Solidaritas.net – Dalam aturan ketenagakerjaan yang berlaku di Indonesia, dikenal istilah skorsing dan dirumahkan. Dari sisi pelaksanaan, keduanya sama-sama melepaskan kewajiban buruh untuk datang bekerja, dengan tetap mewajibkan pengusaha untuk membayar upah beserta hak-hak yang biasa diterima oleh buruh. Apakah perbedaan di antara keduanya?
Istilah skorsing ditemui dalam UU no. 13 tahun 2003 tentang Ketenagakerjaan, yang berkaitan dengan tahapan melakukan pemutusan hubungan kerja. Dalam pasal 151 ayat (2) diatur jika pengusaha hendak melakukan pemutusan hubungan kerja, maka wajib dirundingkan terlebih dahulu dengan serikat buruh atau dengan buruh yang bersangkutan.
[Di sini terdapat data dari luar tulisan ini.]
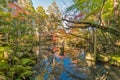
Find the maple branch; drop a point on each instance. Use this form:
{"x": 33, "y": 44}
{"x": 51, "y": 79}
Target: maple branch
{"x": 104, "y": 28}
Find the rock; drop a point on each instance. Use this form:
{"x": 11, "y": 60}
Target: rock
{"x": 103, "y": 58}
{"x": 90, "y": 56}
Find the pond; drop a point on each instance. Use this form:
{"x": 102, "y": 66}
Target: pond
{"x": 55, "y": 68}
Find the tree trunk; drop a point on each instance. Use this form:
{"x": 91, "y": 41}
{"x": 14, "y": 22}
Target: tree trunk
{"x": 116, "y": 11}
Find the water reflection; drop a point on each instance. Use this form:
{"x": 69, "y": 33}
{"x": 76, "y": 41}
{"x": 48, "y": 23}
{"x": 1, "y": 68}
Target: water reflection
{"x": 64, "y": 69}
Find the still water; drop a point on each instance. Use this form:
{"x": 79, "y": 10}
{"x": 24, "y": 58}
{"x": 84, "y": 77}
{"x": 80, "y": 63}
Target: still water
{"x": 55, "y": 68}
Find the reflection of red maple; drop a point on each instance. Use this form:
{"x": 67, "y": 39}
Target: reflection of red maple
{"x": 80, "y": 15}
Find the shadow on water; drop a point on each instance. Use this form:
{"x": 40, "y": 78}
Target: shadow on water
{"x": 64, "y": 69}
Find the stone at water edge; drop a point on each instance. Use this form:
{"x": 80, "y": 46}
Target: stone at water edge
{"x": 90, "y": 56}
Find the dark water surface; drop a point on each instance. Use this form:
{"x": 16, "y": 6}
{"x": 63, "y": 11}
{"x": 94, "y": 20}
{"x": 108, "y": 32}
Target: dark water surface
{"x": 64, "y": 69}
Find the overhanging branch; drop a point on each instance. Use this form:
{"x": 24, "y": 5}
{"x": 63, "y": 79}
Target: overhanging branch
{"x": 104, "y": 28}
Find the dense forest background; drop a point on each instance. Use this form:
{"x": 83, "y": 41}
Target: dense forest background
{"x": 27, "y": 35}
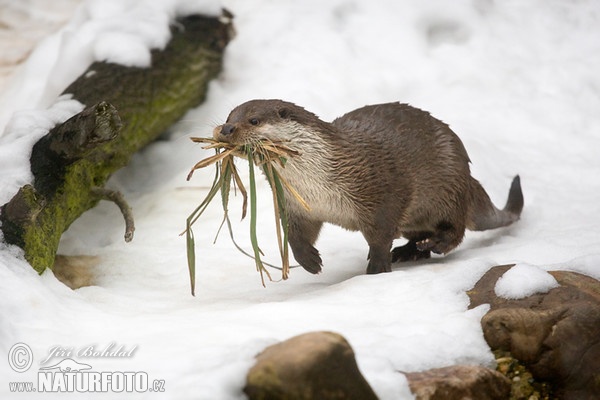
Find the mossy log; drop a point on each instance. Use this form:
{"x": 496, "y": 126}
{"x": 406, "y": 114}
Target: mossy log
{"x": 126, "y": 108}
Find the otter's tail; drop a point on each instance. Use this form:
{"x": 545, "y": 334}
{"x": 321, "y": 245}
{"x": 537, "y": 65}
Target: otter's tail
{"x": 484, "y": 215}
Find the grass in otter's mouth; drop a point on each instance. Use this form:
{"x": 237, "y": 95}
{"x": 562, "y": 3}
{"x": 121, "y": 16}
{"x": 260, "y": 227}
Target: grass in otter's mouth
{"x": 262, "y": 154}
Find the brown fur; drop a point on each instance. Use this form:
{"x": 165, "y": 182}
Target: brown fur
{"x": 387, "y": 170}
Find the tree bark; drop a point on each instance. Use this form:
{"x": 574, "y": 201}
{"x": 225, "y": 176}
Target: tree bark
{"x": 72, "y": 163}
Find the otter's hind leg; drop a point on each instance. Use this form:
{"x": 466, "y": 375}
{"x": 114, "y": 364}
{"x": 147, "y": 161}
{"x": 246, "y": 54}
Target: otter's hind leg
{"x": 302, "y": 234}
{"x": 409, "y": 251}
{"x": 445, "y": 238}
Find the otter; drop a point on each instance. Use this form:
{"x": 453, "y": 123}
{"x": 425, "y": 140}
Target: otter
{"x": 387, "y": 170}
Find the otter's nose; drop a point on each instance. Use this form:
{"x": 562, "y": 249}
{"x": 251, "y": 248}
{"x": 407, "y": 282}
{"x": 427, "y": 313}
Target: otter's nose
{"x": 227, "y": 129}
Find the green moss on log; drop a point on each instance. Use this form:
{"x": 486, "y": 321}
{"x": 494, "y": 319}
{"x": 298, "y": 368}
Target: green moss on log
{"x": 148, "y": 100}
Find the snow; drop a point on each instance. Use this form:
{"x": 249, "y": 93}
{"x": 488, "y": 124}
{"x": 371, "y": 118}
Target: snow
{"x": 523, "y": 280}
{"x": 516, "y": 80}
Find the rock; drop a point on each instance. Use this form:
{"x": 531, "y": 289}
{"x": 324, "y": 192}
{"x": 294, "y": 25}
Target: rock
{"x": 316, "y": 365}
{"x": 555, "y": 334}
{"x": 459, "y": 382}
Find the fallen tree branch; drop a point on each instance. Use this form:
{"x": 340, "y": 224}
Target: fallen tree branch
{"x": 72, "y": 163}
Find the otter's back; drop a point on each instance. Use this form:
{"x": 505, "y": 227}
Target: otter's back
{"x": 414, "y": 157}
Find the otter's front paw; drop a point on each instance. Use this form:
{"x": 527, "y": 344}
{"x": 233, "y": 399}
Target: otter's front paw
{"x": 409, "y": 252}
{"x": 308, "y": 257}
{"x": 379, "y": 267}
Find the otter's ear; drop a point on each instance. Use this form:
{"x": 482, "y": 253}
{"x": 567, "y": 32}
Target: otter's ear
{"x": 283, "y": 113}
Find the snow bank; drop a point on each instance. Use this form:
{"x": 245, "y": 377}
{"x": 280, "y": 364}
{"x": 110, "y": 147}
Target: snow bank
{"x": 516, "y": 80}
{"x": 523, "y": 280}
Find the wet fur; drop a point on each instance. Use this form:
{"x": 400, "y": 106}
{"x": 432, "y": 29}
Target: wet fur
{"x": 387, "y": 170}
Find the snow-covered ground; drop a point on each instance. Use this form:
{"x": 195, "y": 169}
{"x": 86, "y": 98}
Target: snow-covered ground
{"x": 517, "y": 80}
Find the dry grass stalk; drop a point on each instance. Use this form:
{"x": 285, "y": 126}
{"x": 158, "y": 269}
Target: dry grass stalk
{"x": 262, "y": 154}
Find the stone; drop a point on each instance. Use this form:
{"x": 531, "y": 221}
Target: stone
{"x": 315, "y": 365}
{"x": 459, "y": 382}
{"x": 555, "y": 334}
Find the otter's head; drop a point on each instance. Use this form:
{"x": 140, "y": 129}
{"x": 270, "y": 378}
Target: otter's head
{"x": 275, "y": 120}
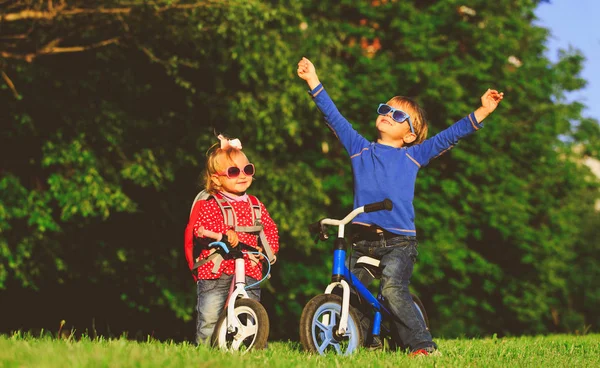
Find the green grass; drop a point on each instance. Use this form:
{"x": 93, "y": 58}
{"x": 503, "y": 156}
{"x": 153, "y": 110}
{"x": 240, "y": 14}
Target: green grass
{"x": 542, "y": 351}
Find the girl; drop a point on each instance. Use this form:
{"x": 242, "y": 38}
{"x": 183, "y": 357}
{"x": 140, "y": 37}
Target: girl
{"x": 228, "y": 176}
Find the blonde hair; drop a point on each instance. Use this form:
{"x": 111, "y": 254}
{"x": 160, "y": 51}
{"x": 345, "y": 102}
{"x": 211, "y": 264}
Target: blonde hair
{"x": 417, "y": 117}
{"x": 217, "y": 161}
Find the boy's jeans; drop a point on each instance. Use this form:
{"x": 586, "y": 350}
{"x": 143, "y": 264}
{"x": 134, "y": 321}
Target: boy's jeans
{"x": 212, "y": 295}
{"x": 397, "y": 256}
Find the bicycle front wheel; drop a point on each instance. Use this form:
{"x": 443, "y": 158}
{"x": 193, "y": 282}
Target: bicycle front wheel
{"x": 253, "y": 330}
{"x": 319, "y": 325}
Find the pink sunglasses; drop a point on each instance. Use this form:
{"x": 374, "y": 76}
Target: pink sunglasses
{"x": 234, "y": 171}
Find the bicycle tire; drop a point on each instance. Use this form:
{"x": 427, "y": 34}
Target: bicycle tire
{"x": 321, "y": 338}
{"x": 254, "y": 323}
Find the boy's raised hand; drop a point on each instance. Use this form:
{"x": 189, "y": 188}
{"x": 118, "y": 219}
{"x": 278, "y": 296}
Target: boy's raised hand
{"x": 306, "y": 70}
{"x": 489, "y": 101}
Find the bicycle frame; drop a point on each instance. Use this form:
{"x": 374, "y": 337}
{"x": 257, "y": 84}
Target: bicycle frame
{"x": 341, "y": 275}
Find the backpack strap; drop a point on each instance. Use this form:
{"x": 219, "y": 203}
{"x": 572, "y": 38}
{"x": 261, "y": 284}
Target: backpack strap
{"x": 215, "y": 257}
{"x": 256, "y": 212}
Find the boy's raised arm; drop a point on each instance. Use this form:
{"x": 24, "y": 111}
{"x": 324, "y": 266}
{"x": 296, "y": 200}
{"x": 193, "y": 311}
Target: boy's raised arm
{"x": 446, "y": 139}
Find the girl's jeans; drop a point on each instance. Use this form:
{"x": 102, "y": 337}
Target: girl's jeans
{"x": 212, "y": 295}
{"x": 397, "y": 257}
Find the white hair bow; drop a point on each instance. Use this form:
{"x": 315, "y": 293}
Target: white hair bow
{"x": 226, "y": 142}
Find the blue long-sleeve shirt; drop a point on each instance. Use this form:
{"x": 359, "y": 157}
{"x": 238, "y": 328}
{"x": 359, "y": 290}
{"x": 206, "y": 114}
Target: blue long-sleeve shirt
{"x": 382, "y": 171}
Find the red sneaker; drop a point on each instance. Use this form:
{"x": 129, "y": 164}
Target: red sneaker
{"x": 419, "y": 352}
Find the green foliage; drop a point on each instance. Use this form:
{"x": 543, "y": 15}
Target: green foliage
{"x": 103, "y": 149}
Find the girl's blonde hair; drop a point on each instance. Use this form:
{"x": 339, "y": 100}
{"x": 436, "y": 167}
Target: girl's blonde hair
{"x": 418, "y": 118}
{"x": 218, "y": 160}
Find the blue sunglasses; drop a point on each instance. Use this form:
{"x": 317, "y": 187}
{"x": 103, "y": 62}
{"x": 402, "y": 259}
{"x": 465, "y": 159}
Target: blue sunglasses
{"x": 399, "y": 116}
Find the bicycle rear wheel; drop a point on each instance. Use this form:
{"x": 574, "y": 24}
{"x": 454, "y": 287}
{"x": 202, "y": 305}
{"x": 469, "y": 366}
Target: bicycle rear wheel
{"x": 253, "y": 332}
{"x": 319, "y": 325}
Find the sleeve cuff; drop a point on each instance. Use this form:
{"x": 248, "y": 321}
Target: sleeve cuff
{"x": 476, "y": 125}
{"x": 314, "y": 92}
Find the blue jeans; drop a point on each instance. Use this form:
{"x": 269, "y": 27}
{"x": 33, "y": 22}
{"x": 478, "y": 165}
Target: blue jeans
{"x": 212, "y": 295}
{"x": 397, "y": 257}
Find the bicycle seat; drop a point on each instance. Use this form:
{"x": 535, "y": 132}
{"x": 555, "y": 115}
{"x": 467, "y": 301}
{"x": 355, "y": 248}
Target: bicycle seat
{"x": 370, "y": 264}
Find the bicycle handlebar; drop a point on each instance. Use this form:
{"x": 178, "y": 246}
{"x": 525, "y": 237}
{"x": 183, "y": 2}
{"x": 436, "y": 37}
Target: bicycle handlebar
{"x": 318, "y": 227}
{"x": 386, "y": 204}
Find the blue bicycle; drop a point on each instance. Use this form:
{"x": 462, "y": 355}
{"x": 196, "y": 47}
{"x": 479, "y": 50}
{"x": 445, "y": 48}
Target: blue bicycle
{"x": 342, "y": 322}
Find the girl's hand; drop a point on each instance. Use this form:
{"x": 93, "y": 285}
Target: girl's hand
{"x": 306, "y": 70}
{"x": 490, "y": 99}
{"x": 232, "y": 237}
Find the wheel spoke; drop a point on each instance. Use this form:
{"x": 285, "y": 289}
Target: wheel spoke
{"x": 337, "y": 348}
{"x": 235, "y": 343}
{"x": 321, "y": 325}
{"x": 249, "y": 331}
{"x": 333, "y": 318}
{"x": 324, "y": 346}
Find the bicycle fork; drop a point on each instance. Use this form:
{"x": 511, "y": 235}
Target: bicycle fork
{"x": 233, "y": 325}
{"x": 340, "y": 273}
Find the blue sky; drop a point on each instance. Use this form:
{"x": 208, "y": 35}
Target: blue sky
{"x": 576, "y": 23}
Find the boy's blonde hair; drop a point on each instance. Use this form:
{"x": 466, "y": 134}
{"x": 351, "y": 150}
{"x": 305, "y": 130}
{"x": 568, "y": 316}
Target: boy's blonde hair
{"x": 218, "y": 160}
{"x": 417, "y": 115}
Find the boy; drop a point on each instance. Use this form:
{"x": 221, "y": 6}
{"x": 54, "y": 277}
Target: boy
{"x": 388, "y": 168}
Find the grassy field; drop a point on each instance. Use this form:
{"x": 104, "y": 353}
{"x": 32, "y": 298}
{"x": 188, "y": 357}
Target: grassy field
{"x": 541, "y": 351}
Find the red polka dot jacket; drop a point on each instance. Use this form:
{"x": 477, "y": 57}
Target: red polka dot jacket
{"x": 208, "y": 215}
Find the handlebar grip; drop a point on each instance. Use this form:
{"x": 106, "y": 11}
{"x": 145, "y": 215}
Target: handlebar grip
{"x": 223, "y": 244}
{"x": 386, "y": 204}
{"x": 315, "y": 228}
Selanjutnya dalam pasal 151 ayat (3) diatur jika perundingan tidak mendapatkan kesepakatan, maka pengusaha hanya dapat melakukan pemutusan hubungan kerja setelah ada penetapan dari lembaga penyelesaian perselisihan hubungan industrial. Pasal 155 ayat (2) mengatur bahwa selama putusan lembaga penyelesaian perselisihan hubungan industrial belum ditetapkan, maka baik pengusaha maupun buruh harus tetap melaksanakan segala kewajibannya.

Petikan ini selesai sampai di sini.